For AP Physics E&M Unit 11 practice questions, including multiple-choice and practice test sets, go to AP Physics E&M Unit 11. That page organizes MCQ and FRQ practice by topic, covering resistance and Ohm's Law, Kirchhoff's Rules, electric power, and RC circuits. For the best results, mix MCQ drills with full practice test sections so you get comfortable with both the calculation-heavy multiple-choice questions and the longer free-response format this unit is known for.

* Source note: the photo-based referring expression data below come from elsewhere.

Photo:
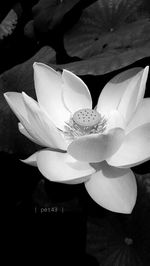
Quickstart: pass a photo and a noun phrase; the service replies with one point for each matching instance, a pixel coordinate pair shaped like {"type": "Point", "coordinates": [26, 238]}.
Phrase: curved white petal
{"type": "Point", "coordinates": [31, 160]}
{"type": "Point", "coordinates": [16, 102]}
{"type": "Point", "coordinates": [133, 95]}
{"type": "Point", "coordinates": [142, 85]}
{"type": "Point", "coordinates": [61, 167]}
{"type": "Point", "coordinates": [134, 150]}
{"type": "Point", "coordinates": [112, 92]}
{"type": "Point", "coordinates": [76, 94]}
{"type": "Point", "coordinates": [114, 120]}
{"type": "Point", "coordinates": [24, 132]}
{"type": "Point", "coordinates": [141, 116]}
{"type": "Point", "coordinates": [39, 120]}
{"type": "Point", "coordinates": [48, 86]}
{"type": "Point", "coordinates": [96, 147]}
{"type": "Point", "coordinates": [114, 189]}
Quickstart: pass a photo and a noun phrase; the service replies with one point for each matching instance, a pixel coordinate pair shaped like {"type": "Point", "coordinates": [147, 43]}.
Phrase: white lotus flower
{"type": "Point", "coordinates": [96, 146]}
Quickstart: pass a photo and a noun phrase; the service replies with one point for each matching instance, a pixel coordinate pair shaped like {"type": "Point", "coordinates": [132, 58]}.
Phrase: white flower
{"type": "Point", "coordinates": [96, 146]}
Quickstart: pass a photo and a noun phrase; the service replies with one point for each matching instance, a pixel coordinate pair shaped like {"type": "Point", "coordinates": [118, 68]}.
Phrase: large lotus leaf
{"type": "Point", "coordinates": [47, 14]}
{"type": "Point", "coordinates": [19, 78]}
{"type": "Point", "coordinates": [123, 240]}
{"type": "Point", "coordinates": [104, 50]}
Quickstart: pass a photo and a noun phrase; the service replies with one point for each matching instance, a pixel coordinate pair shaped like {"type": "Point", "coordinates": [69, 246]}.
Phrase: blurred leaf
{"type": "Point", "coordinates": [123, 240]}
{"type": "Point", "coordinates": [103, 47]}
{"type": "Point", "coordinates": [19, 78]}
{"type": "Point", "coordinates": [48, 13]}
{"type": "Point", "coordinates": [9, 23]}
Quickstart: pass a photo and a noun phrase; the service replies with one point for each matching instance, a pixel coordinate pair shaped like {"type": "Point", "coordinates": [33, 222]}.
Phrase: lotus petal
{"type": "Point", "coordinates": [133, 95]}
{"type": "Point", "coordinates": [112, 188]}
{"type": "Point", "coordinates": [141, 117]}
{"type": "Point", "coordinates": [112, 92]}
{"type": "Point", "coordinates": [75, 92]}
{"type": "Point", "coordinates": [43, 125]}
{"type": "Point", "coordinates": [134, 150]}
{"type": "Point", "coordinates": [48, 86]}
{"type": "Point", "coordinates": [61, 167]}
{"type": "Point", "coordinates": [96, 147]}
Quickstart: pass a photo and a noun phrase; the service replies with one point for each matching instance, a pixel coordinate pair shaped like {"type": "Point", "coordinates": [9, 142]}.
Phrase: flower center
{"type": "Point", "coordinates": [86, 117]}
{"type": "Point", "coordinates": [84, 122]}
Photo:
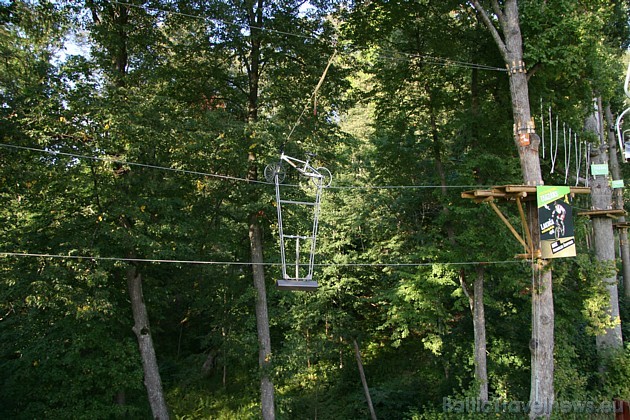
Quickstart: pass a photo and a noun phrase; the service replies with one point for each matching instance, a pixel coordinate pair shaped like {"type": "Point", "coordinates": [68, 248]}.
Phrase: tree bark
{"type": "Point", "coordinates": [366, 389]}
{"type": "Point", "coordinates": [510, 43]}
{"type": "Point", "coordinates": [479, 327]}
{"type": "Point", "coordinates": [141, 329]}
{"type": "Point", "coordinates": [262, 321]}
{"type": "Point", "coordinates": [615, 170]}
{"type": "Point", "coordinates": [253, 64]}
{"type": "Point", "coordinates": [603, 234]}
{"type": "Point", "coordinates": [477, 308]}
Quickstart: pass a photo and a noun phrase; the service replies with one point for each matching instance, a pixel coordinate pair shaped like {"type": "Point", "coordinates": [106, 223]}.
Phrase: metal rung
{"type": "Point", "coordinates": [302, 285]}
{"type": "Point", "coordinates": [306, 203]}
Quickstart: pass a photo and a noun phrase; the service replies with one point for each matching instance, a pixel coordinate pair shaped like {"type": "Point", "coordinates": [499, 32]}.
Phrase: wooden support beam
{"type": "Point", "coordinates": [508, 224]}
{"type": "Point", "coordinates": [612, 213]}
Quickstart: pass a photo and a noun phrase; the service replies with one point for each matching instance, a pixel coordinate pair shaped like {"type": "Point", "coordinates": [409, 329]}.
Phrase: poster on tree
{"type": "Point", "coordinates": [555, 218]}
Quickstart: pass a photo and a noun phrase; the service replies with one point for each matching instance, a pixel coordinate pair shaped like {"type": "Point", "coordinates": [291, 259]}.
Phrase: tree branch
{"type": "Point", "coordinates": [493, 30]}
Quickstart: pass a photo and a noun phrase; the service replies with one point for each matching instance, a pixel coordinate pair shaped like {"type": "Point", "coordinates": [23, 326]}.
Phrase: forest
{"type": "Point", "coordinates": [142, 236]}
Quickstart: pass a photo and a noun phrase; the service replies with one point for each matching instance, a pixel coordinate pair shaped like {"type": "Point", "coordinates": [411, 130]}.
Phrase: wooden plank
{"type": "Point", "coordinates": [613, 213]}
{"type": "Point", "coordinates": [508, 224]}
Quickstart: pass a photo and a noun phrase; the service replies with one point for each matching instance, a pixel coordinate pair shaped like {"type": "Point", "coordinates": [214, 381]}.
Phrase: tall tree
{"type": "Point", "coordinates": [603, 234]}
{"type": "Point", "coordinates": [506, 32]}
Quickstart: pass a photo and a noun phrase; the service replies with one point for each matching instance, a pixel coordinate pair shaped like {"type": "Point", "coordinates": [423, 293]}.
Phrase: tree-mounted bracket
{"type": "Point", "coordinates": [517, 194]}
{"type": "Point", "coordinates": [612, 213]}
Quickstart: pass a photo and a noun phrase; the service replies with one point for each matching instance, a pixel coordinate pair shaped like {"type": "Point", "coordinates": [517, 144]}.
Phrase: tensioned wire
{"type": "Point", "coordinates": [219, 176]}
{"type": "Point", "coordinates": [388, 54]}
{"type": "Point", "coordinates": [203, 262]}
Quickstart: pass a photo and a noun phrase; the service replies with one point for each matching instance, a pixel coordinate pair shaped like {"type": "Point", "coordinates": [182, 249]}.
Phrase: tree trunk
{"type": "Point", "coordinates": [366, 389]}
{"type": "Point", "coordinates": [479, 327]}
{"type": "Point", "coordinates": [152, 380]}
{"type": "Point", "coordinates": [253, 61]}
{"type": "Point", "coordinates": [527, 141]}
{"type": "Point", "coordinates": [262, 321]}
{"type": "Point", "coordinates": [603, 234]}
{"type": "Point", "coordinates": [477, 308]}
{"type": "Point", "coordinates": [618, 202]}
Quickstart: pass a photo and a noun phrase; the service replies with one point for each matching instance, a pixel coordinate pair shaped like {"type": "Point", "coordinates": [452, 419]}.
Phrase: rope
{"type": "Point", "coordinates": [227, 177]}
{"type": "Point", "coordinates": [203, 262]}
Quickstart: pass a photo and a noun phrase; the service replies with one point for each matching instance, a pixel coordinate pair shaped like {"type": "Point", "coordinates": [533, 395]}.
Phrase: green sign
{"type": "Point", "coordinates": [546, 194]}
{"type": "Point", "coordinates": [617, 183]}
{"type": "Point", "coordinates": [599, 169]}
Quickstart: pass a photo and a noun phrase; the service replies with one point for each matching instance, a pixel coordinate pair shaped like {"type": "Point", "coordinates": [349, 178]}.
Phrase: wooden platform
{"type": "Point", "coordinates": [612, 213]}
{"type": "Point", "coordinates": [511, 192]}
{"type": "Point", "coordinates": [299, 285]}
{"type": "Point", "coordinates": [515, 194]}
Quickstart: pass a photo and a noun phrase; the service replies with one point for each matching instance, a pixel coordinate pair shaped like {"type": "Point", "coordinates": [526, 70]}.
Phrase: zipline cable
{"type": "Point", "coordinates": [226, 177]}
{"type": "Point", "coordinates": [203, 262]}
{"type": "Point", "coordinates": [384, 52]}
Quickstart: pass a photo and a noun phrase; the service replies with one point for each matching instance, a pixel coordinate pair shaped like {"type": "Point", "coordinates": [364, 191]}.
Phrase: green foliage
{"type": "Point", "coordinates": [399, 106]}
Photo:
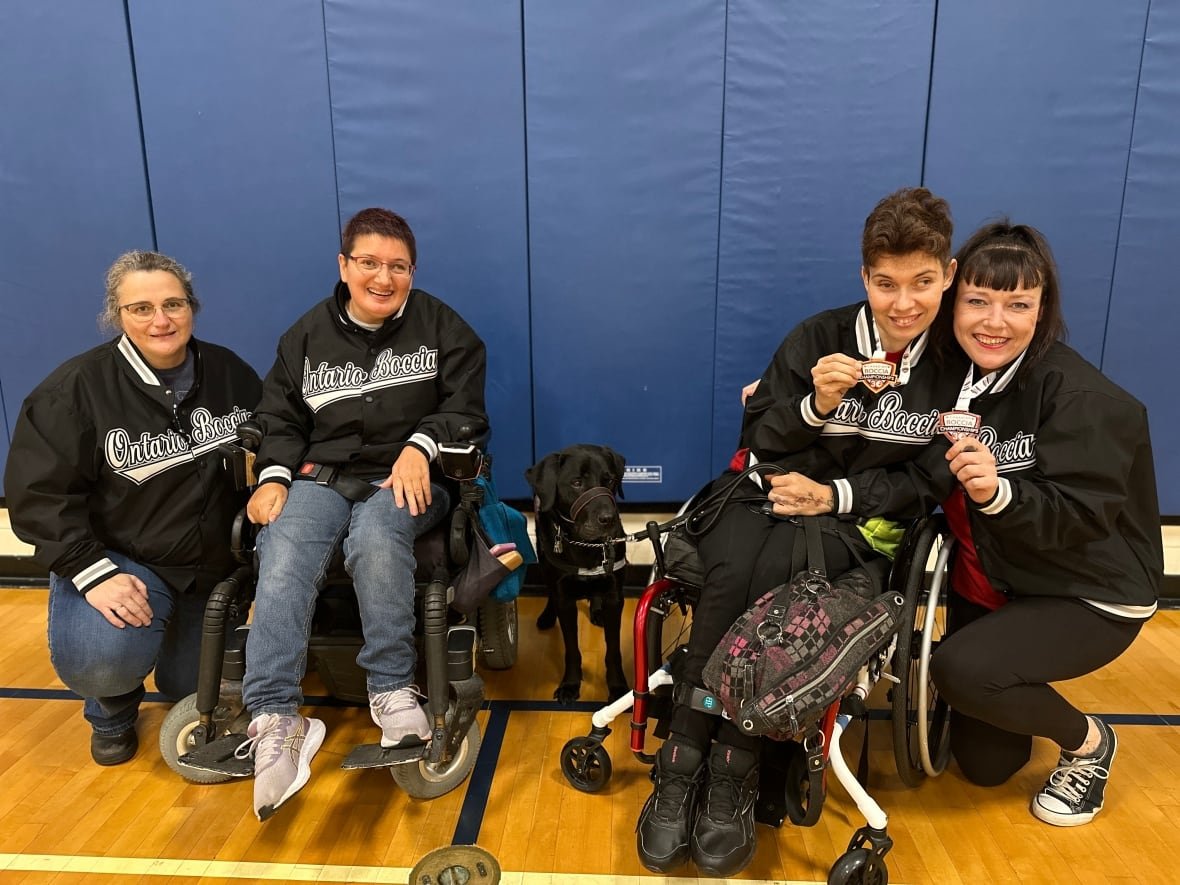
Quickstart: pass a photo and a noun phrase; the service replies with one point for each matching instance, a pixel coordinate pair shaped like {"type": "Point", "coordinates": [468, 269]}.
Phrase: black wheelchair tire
{"type": "Point", "coordinates": [905, 667]}
{"type": "Point", "coordinates": [858, 866]}
{"type": "Point", "coordinates": [423, 780]}
{"type": "Point", "coordinates": [498, 633]}
{"type": "Point", "coordinates": [585, 764]}
{"type": "Point", "coordinates": [175, 740]}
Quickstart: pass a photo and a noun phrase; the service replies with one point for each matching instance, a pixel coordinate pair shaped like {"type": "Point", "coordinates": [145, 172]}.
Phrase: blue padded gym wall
{"type": "Point", "coordinates": [427, 110]}
{"type": "Point", "coordinates": [624, 105]}
{"type": "Point", "coordinates": [1030, 116]}
{"type": "Point", "coordinates": [238, 142]}
{"type": "Point", "coordinates": [1140, 343]}
{"type": "Point", "coordinates": [824, 116]}
{"type": "Point", "coordinates": [72, 187]}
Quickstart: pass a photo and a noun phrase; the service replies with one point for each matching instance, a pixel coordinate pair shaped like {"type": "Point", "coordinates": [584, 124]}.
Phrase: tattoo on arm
{"type": "Point", "coordinates": [812, 499]}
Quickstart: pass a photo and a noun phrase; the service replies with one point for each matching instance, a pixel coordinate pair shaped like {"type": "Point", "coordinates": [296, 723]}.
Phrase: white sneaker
{"type": "Point", "coordinates": [282, 748]}
{"type": "Point", "coordinates": [400, 718]}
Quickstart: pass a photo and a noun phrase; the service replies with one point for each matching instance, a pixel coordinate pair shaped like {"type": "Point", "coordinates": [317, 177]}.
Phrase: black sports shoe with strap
{"type": "Point", "coordinates": [666, 821]}
{"type": "Point", "coordinates": [723, 838]}
{"type": "Point", "coordinates": [1076, 787]}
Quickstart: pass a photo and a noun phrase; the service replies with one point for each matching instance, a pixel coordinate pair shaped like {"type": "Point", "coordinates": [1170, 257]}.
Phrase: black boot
{"type": "Point", "coordinates": [113, 749]}
{"type": "Point", "coordinates": [667, 818]}
{"type": "Point", "coordinates": [723, 837]}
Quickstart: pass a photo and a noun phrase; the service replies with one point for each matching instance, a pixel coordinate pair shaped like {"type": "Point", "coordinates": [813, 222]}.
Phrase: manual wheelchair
{"type": "Point", "coordinates": [792, 781]}
{"type": "Point", "coordinates": [201, 733]}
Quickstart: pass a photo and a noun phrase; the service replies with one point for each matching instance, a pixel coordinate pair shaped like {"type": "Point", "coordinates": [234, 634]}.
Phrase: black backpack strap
{"type": "Point", "coordinates": [814, 541]}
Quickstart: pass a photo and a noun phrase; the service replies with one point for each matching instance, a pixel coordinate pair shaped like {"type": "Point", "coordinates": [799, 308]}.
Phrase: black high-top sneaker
{"type": "Point", "coordinates": [1075, 790]}
{"type": "Point", "coordinates": [723, 839]}
{"type": "Point", "coordinates": [666, 821]}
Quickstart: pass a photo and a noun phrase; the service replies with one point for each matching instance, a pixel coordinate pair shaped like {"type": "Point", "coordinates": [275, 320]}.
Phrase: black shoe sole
{"type": "Point", "coordinates": [120, 755]}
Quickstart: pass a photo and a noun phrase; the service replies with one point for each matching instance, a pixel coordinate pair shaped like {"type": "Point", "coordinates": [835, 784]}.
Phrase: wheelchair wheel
{"type": "Point", "coordinates": [919, 716]}
{"type": "Point", "coordinates": [497, 634]}
{"type": "Point", "coordinates": [585, 764]}
{"type": "Point", "coordinates": [176, 739]}
{"type": "Point", "coordinates": [425, 780]}
{"type": "Point", "coordinates": [858, 866]}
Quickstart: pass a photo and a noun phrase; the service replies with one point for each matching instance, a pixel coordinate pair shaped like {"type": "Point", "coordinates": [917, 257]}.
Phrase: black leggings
{"type": "Point", "coordinates": [745, 554]}
{"type": "Point", "coordinates": [995, 669]}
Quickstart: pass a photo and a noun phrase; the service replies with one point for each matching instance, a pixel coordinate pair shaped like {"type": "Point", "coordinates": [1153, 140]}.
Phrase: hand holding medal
{"type": "Point", "coordinates": [974, 466]}
{"type": "Point", "coordinates": [833, 377]}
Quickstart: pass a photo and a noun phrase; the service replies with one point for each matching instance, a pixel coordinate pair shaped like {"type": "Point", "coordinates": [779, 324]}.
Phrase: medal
{"type": "Point", "coordinates": [957, 424]}
{"type": "Point", "coordinates": [877, 374]}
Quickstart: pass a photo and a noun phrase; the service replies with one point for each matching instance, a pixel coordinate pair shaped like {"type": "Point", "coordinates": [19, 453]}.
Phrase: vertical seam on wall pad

Start with resistance and Ohm's Law (Topic 11.3) before anything else, since that relationship underpins every other topic in the unit. From there, build up to series and parallel circuits (11.5), then tackle Kirchhoff's Loop Rule (11.6) and Junction Rule (11.7) together since they work as a system for solving multi-loop problems. Finish with RC circuits (11.8), which add a time-dependent layer on top of everything before. A few concrete steps that help: - Draw every circuit diagram yourself rather than just reading the textbook's version. - Practice setting up Kirchhoff's equations before solving them, since setup is where most points are lost on FRQs. - For RC circuits, make sure you can sketch charge and current vs. time graphs and explain what the time constant means physically. Check AP Physics E&M Unit 11 for topic-by-topic practice to test your understanding as you go.